Chow writes: "Following its final Environmental Assessment and a 'Finding of No Significant Impact,' the Bureau of Land Management (BLM) has decided to offer 40,000 acres of Wayne National Forest-Ohio's only national forest-up for fracking."
Wayne National Forest in Ohio. (photo: EcoWatch)
Feds to Auction Off Ohio's Only National Forest to Fracking
06 November 16
ollowing its final Environmental Assessment and a "Finding of No Significant Impact," the Bureau of Land Management (BLM) has decided to offer 40,000 acres of Wayne National Forest—Ohio's only national forest—up for fracking.
The BLM is now planning an online auction on Dec. 13 to lease the first 1,600 acres of the forest near Monroe, Noble and Washington counties to oil and gas development. The minimum acceptable bid can be as little as $2 per acre.
Local environmental groups and activists have unsurprisingly spoken out against the unconventional drilling of their state's sole national forest.
Athens County Fracking Action Network (ACFAN) has criticized the BLM for not considering the full extent of fracking's negative impacts in its final Environmental Assessment posted earlier this month, including fracking's threat to drinking water and its harm to public health and the climate.
"[US Forest Service decision maker and regional forester Kathleen Atkinson] clearly has ignored the facts that the Environmental Assessment is woefully inadequate," Athens County resident and Bern Township Trustee Roxanne Groff told EcoWatch via email. "The Assessment does not cover cumulative effects of fracking in the Wayne.
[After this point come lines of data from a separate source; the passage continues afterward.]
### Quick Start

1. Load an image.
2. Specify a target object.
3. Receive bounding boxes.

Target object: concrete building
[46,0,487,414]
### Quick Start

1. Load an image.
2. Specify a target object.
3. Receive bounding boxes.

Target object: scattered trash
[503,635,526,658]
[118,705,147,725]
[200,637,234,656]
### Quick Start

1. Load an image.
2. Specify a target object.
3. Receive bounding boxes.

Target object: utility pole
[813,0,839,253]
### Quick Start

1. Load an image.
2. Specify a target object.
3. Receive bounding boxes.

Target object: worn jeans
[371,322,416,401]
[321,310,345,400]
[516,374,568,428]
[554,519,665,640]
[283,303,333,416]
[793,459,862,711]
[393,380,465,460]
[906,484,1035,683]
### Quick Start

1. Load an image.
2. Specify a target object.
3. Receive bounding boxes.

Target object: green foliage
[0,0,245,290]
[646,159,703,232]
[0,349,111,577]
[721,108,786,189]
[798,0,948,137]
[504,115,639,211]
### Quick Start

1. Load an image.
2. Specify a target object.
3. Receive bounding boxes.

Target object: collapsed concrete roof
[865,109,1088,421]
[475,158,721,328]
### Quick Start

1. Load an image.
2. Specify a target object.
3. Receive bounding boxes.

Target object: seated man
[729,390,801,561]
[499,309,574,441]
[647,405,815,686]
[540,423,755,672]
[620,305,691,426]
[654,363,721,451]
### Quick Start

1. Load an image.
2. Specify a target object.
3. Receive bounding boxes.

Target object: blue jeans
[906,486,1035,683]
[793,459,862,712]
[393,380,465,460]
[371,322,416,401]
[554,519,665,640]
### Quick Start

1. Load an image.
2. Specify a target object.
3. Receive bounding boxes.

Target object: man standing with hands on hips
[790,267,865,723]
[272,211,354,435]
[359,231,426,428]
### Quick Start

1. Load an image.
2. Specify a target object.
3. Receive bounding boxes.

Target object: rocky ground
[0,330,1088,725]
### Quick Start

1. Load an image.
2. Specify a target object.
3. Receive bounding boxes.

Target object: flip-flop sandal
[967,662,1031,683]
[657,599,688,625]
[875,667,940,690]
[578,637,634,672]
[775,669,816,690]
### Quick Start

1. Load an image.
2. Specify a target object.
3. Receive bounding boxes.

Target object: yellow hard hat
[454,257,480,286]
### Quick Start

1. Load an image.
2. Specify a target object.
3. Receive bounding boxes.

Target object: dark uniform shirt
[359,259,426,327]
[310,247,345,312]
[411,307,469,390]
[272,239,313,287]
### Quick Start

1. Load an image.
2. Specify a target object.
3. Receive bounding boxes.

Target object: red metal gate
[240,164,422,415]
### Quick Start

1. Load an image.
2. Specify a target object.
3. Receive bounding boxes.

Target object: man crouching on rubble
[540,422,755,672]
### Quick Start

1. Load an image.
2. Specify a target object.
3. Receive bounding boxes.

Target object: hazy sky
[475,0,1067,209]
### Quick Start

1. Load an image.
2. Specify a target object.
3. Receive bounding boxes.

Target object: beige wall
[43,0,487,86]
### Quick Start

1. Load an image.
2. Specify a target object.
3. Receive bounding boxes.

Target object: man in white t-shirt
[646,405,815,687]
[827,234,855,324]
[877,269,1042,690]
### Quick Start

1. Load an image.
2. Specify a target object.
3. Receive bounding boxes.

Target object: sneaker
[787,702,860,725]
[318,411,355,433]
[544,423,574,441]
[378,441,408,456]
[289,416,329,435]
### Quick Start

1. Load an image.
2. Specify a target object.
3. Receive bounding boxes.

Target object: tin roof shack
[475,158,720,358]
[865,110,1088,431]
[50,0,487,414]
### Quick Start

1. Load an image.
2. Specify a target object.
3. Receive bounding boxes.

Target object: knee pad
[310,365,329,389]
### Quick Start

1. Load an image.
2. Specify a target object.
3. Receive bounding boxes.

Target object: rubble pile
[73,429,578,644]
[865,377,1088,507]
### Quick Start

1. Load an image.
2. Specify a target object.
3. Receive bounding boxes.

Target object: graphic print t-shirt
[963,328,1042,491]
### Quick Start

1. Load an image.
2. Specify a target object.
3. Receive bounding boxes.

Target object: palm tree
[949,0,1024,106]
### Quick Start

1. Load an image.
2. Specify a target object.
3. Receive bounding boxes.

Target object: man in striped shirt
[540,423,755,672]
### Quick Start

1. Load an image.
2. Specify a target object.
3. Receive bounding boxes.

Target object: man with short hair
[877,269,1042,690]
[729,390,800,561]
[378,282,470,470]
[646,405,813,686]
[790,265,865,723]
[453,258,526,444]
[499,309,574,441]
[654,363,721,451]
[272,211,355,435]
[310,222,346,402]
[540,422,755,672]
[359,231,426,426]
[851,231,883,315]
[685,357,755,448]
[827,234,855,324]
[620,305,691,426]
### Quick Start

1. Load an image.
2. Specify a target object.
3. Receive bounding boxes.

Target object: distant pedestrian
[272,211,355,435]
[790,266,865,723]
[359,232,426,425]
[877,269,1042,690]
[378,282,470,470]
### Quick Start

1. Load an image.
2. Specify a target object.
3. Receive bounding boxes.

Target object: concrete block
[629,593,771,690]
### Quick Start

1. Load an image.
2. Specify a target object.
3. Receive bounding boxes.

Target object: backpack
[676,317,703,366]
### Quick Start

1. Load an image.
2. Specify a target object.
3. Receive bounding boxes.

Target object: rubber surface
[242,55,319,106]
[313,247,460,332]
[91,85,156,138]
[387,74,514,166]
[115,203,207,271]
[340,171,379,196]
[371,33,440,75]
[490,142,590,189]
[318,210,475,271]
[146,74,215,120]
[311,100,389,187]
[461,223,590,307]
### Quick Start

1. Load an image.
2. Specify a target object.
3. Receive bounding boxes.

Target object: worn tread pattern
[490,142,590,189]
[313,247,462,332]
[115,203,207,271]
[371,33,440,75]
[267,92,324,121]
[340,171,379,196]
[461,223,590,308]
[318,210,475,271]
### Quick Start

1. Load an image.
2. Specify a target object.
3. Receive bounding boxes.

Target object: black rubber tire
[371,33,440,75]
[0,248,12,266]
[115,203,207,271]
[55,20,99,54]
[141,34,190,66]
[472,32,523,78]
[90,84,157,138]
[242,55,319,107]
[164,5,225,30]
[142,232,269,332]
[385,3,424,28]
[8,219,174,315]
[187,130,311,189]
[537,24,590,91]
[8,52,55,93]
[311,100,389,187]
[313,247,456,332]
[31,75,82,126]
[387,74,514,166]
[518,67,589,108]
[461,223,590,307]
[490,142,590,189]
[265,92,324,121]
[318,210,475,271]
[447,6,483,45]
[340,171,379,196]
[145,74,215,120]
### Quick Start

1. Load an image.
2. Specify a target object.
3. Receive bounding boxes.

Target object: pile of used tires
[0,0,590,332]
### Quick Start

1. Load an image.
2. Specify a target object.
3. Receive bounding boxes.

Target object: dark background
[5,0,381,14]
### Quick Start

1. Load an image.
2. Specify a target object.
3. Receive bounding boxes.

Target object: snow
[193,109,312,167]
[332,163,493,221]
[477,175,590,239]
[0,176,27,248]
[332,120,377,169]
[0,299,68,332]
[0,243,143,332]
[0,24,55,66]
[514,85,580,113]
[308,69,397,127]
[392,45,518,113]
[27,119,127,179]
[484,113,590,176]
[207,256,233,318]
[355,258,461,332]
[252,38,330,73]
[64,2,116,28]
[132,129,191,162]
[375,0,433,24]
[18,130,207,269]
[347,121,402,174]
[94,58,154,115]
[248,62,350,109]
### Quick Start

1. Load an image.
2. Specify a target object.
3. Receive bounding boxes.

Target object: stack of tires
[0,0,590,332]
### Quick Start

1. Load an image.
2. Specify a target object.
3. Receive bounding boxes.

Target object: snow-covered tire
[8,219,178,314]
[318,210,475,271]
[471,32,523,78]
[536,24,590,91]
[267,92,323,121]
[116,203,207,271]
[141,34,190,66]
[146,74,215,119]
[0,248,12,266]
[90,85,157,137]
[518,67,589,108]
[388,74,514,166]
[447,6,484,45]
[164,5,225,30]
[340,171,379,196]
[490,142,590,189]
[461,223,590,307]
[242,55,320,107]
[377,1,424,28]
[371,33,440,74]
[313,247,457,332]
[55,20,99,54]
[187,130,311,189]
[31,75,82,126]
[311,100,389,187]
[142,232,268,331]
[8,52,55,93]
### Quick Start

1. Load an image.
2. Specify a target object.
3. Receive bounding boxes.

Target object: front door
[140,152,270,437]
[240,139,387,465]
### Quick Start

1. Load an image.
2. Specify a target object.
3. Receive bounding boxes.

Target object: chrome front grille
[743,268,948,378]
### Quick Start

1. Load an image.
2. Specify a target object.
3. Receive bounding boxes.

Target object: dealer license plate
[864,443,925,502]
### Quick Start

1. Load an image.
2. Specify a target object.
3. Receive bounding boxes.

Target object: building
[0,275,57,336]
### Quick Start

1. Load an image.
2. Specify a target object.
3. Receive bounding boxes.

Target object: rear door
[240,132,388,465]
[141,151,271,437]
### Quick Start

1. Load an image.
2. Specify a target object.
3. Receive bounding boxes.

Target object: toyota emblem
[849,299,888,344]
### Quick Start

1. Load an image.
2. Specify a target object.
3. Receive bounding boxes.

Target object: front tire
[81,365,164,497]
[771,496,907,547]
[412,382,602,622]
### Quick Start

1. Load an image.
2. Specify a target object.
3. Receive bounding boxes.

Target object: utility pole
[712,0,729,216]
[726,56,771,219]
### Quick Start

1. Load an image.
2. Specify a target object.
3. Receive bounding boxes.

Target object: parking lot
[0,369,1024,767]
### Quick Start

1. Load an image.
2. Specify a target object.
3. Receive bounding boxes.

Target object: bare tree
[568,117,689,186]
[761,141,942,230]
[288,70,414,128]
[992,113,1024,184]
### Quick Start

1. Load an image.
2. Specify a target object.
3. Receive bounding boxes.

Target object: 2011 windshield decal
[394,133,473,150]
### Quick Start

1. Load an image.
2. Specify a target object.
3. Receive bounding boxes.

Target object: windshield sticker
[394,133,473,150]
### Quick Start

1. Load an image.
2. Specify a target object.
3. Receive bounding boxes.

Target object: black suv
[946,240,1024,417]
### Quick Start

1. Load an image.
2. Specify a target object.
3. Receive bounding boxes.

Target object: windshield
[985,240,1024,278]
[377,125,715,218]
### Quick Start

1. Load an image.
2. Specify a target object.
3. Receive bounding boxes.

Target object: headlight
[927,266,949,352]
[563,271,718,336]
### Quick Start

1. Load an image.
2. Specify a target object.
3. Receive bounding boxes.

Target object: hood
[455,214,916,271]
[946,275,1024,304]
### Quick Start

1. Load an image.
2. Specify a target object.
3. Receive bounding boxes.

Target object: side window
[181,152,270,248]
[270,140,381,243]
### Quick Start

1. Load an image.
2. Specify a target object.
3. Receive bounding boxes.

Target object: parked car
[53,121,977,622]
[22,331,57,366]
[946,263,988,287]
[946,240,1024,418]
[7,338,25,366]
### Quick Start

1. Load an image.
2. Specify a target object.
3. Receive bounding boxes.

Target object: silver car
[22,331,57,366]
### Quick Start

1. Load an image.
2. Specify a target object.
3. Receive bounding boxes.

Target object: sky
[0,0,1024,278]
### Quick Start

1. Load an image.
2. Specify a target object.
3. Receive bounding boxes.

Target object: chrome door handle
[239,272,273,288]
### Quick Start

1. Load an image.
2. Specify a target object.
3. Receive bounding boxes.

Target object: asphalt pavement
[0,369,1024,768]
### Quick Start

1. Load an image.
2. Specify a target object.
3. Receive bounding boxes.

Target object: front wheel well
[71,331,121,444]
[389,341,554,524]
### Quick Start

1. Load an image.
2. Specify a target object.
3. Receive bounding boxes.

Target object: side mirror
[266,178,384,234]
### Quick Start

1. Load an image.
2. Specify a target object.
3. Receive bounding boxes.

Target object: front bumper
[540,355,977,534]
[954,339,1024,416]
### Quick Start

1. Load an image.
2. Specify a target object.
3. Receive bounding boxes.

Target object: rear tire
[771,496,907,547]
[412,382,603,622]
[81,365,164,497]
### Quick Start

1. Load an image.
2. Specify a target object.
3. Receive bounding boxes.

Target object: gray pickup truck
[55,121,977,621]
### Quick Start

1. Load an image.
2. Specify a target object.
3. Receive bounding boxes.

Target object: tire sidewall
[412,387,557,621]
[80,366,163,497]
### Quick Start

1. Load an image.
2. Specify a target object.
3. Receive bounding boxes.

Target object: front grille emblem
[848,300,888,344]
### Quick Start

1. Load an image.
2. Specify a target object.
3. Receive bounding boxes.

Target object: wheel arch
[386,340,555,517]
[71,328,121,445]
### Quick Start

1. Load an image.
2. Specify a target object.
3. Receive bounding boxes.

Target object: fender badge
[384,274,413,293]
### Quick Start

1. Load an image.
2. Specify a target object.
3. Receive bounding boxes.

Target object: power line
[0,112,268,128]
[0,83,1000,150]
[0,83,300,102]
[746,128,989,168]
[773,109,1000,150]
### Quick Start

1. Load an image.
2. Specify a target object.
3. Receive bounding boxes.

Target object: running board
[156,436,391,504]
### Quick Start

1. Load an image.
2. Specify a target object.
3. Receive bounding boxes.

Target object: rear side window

Up-to-date research must be used to address climate issues of fracking on public lands. This has NOT been done for the Wayne National Forest. Research that is 11 years old is the basis for her decision."
Rise of Fracking Wastewater Injections in Ohio Sparks Fears of Earthquakes, Water Contamination https://t.co/hXGv3uIIRe @DontFrackNY @ukycc
— EcoWatch (@EcoWatch) March 9, 2016
"To date, over 17,000 comments have been submitted to the BLM addressing concerns with fracking in our only National Forest and yet the sale of 1,600 acres of mineral parcels goes forward," she continued. "Socio-economic facts are misrepresented, violating the 1994 Executive Order 12898 regarding Environmental Justice. The BLM ignores the minority Native American population in the Marietta Unit and the higher than U.S. average low-income population. This is unacceptable!"
"There has been no adequate [National Environmental Policy Act] evaluation of fracking the Wayne to date," Heather Cantino, ACFAN steering committee chair, said. "The 2006 Plan, which the BLM and USFS cite as the basis for their recent decision to go ahead with leasing, did not evaluate impacts of fracking."
"The current BLM EA is a shoddy, inadequate document not even worthy of a high school science report," Cantino added. "The feds apparently want to give away our forest, climate and communities to the fracking industry and will stop at nothing. NEPA and science don't seem to be relevant anymore to federal actions. This is a horrifying denial of science, law, and justice."
ACFAN has been working with the Buckeye Forest Council, Sierra Club and other concerned groups and citizens to stop officials from opening up the Wayne National Forest to fracking since 2011. ACFAN also noted that Wayne National Forest is "already highly fragmented and abused, with extensive logging, inappropriate burning, ATV trails (unlike nearby Indiana's and West Virginia's, which prohibit them), and increasingly prevalent invasive plants."
Meanwhile, energy industry officials have applauded the decision. Shawn Bennett, executive vice president of the Ohio Oil and Gas Association, told The Columbus Dispatch that the proposed leases are "a step in the right direction" and "opens up lands that are required to be leased by several federal statutes."
"The project does not violate any known federal, state, local or tribal law or requirement imposed for the protection of the environment," states the final report signed by BLM district manager Dean Gettinger.
As it stands, there are now less than 30-days for opponents to file a formal protest of the proposed lease. Nathan Johnson, an attorney for the Ohio Environmental Council, told the Dispatch that his group will appeal the decision on the grounds that the government has not done enough to consider environmental concerns.
A Change.org petition backed by more than 1,200 signatories has also been launched to protest the leasing.